As usual, Georgie doesn’t know what he’s talking about.

“Is that where you met him?” he asks.  “In school?”

I laugh through my nose, and not just because Justin is almost twenty years younger than me.  It’s because my father wanted me to go to Penn in a way that only a man who never went to college could want his boy to go to an Ivy League school.  I never applied because it was pointless, but then acted like I had and told him I’d been rejected.  I even forged the rejection letter.  I cashed the application check and used the money to buy a case of beer that I drank by myself in the woods near my house.  It was the biggest lie I ever told my father and it was the last time I ever drank.  I got really sick.

“Ready to go to Big Jugs?” asks Georgie.

“I’m sure you know the way.”

He gets up from the bed.

“So what is it you want to talk about?” he says.

“We can’t talk about it here.”

“Why not?”

“I’ll explain when we get to Big Jugs.”

“Then I guess it’s off to Big Jugs.”

“Your favorite place.”

He smiles.  “Sure, my favorite place.  I know why you want to go there.”  He winks in a very annoying way.  Well aren’t you the smart one, Georgie Old Boy.

When we’re downstairs, Georgie walks over to my old stereo and CD rack (I have a Bose sound dock now) and looks through them.

“Faster Pussycat?  Damn Yankees?  For real, mate?” he says.

He looks through more CDs until his gaze moves outside.

“Remember how you said you’ve never met your neighbors?” he says.

“Yeah.”

“Here’s your chance.”

“What?”

“Your neighbor.  He’s right outside.  I think you should introduce yourself.”

I can’t tell if he’s serious.  

“Get away from there,” I say.

“Sometimes it takes a third party to bring people together,” Georgie says.  He knocks hard on the window pane.

“I said get away from there.”

I run at Georgie, grab him, and throw him to the floor.

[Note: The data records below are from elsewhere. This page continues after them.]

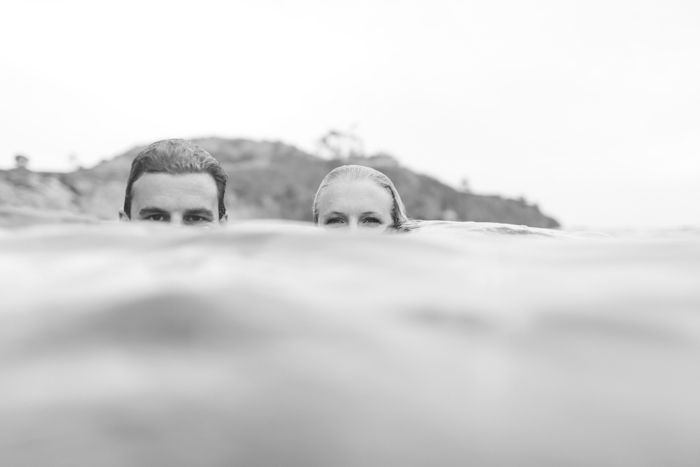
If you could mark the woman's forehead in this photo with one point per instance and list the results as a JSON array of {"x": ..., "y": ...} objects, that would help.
[{"x": 362, "y": 195}]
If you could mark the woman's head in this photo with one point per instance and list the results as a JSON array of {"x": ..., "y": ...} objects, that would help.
[{"x": 358, "y": 198}]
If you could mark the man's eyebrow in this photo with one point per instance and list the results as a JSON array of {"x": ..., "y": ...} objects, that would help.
[
  {"x": 152, "y": 210},
  {"x": 199, "y": 212}
]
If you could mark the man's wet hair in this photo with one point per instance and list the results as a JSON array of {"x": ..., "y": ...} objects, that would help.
[{"x": 176, "y": 156}]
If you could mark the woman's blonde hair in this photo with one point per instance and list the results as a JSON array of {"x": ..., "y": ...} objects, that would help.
[{"x": 354, "y": 173}]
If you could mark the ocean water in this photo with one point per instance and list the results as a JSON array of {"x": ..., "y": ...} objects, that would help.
[{"x": 272, "y": 343}]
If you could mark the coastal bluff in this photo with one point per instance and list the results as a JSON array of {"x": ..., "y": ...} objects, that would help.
[{"x": 267, "y": 179}]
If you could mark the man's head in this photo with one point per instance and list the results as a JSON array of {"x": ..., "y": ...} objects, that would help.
[{"x": 178, "y": 182}]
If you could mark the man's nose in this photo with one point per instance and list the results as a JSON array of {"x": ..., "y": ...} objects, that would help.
[{"x": 176, "y": 220}]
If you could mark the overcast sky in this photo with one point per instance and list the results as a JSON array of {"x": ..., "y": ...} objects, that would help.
[{"x": 590, "y": 109}]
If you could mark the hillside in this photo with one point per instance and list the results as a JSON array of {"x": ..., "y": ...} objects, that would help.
[{"x": 266, "y": 180}]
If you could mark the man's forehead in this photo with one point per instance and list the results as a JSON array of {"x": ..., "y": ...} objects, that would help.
[{"x": 181, "y": 191}]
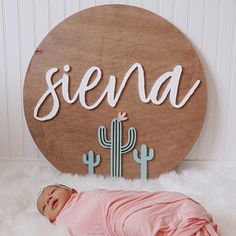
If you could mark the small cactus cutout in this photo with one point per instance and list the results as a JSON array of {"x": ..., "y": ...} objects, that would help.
[
  {"x": 143, "y": 159},
  {"x": 115, "y": 144},
  {"x": 89, "y": 160}
]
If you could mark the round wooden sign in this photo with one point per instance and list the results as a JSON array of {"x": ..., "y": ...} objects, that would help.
[{"x": 110, "y": 59}]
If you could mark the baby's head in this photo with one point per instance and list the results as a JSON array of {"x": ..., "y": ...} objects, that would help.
[{"x": 52, "y": 199}]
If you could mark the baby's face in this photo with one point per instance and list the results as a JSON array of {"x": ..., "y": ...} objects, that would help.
[{"x": 52, "y": 200}]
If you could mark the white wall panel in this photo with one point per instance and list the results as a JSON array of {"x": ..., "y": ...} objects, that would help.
[
  {"x": 27, "y": 42},
  {"x": 209, "y": 24},
  {"x": 14, "y": 83},
  {"x": 4, "y": 128},
  {"x": 224, "y": 61},
  {"x": 59, "y": 15}
]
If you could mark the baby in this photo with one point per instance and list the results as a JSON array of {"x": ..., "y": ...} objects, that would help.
[{"x": 131, "y": 213}]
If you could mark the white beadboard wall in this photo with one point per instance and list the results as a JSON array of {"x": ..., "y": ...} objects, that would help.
[{"x": 209, "y": 24}]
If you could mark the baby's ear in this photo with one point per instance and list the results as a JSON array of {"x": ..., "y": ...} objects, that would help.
[{"x": 73, "y": 190}]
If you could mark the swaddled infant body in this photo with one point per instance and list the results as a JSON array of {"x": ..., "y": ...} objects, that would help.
[{"x": 131, "y": 213}]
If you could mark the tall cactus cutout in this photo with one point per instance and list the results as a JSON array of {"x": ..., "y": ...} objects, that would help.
[
  {"x": 144, "y": 158},
  {"x": 91, "y": 162},
  {"x": 115, "y": 144}
]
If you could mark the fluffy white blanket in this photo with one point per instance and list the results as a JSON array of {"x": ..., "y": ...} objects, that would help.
[{"x": 215, "y": 189}]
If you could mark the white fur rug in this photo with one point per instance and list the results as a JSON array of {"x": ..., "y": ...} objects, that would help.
[{"x": 214, "y": 189}]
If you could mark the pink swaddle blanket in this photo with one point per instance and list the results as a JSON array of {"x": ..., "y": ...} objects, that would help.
[{"x": 135, "y": 213}]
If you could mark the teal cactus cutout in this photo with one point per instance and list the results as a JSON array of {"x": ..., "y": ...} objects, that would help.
[
  {"x": 115, "y": 144},
  {"x": 91, "y": 162},
  {"x": 144, "y": 158}
]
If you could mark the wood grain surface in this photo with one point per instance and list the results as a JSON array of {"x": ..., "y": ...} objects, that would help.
[{"x": 114, "y": 37}]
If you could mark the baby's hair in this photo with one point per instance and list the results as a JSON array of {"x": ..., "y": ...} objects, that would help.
[{"x": 56, "y": 184}]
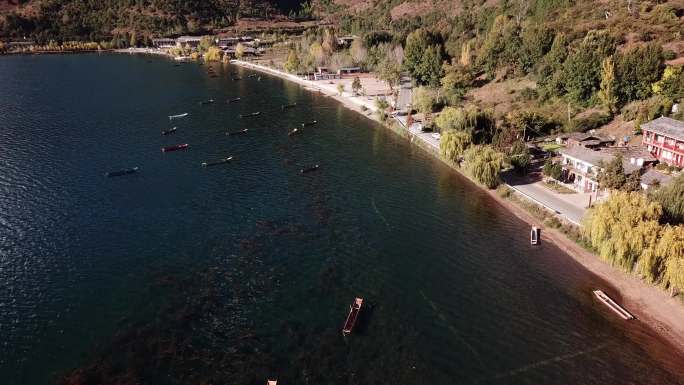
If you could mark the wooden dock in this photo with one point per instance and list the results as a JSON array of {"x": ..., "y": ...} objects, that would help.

“What’s this?  Am I on the floor?  And if so, why?”

“You do as I say.  You don’t know what you’re messing with.”

“Apparently not.  Why do you act like you’re afraid of your neighbors?”

“I’m not afraid.”

“You act like you are.”

“I’m not!”

I look out the window and see a brown man in jeans wearing a gray hoodie that covers his head.  I can’t see his face.  There is a plastic Acme bag hanging from his hand, which doesn’t make sense because the Acme is on the other side of the fence.

“What’s he look like?” asks Georgie.

“I can’t tell.  He’s wearing a hoodie.  He doesn’t want me to see him.  This has something to do with what I want to talk to you about.”

“Then let’s make our way outside,” he says.  “It got a little creepy in here.”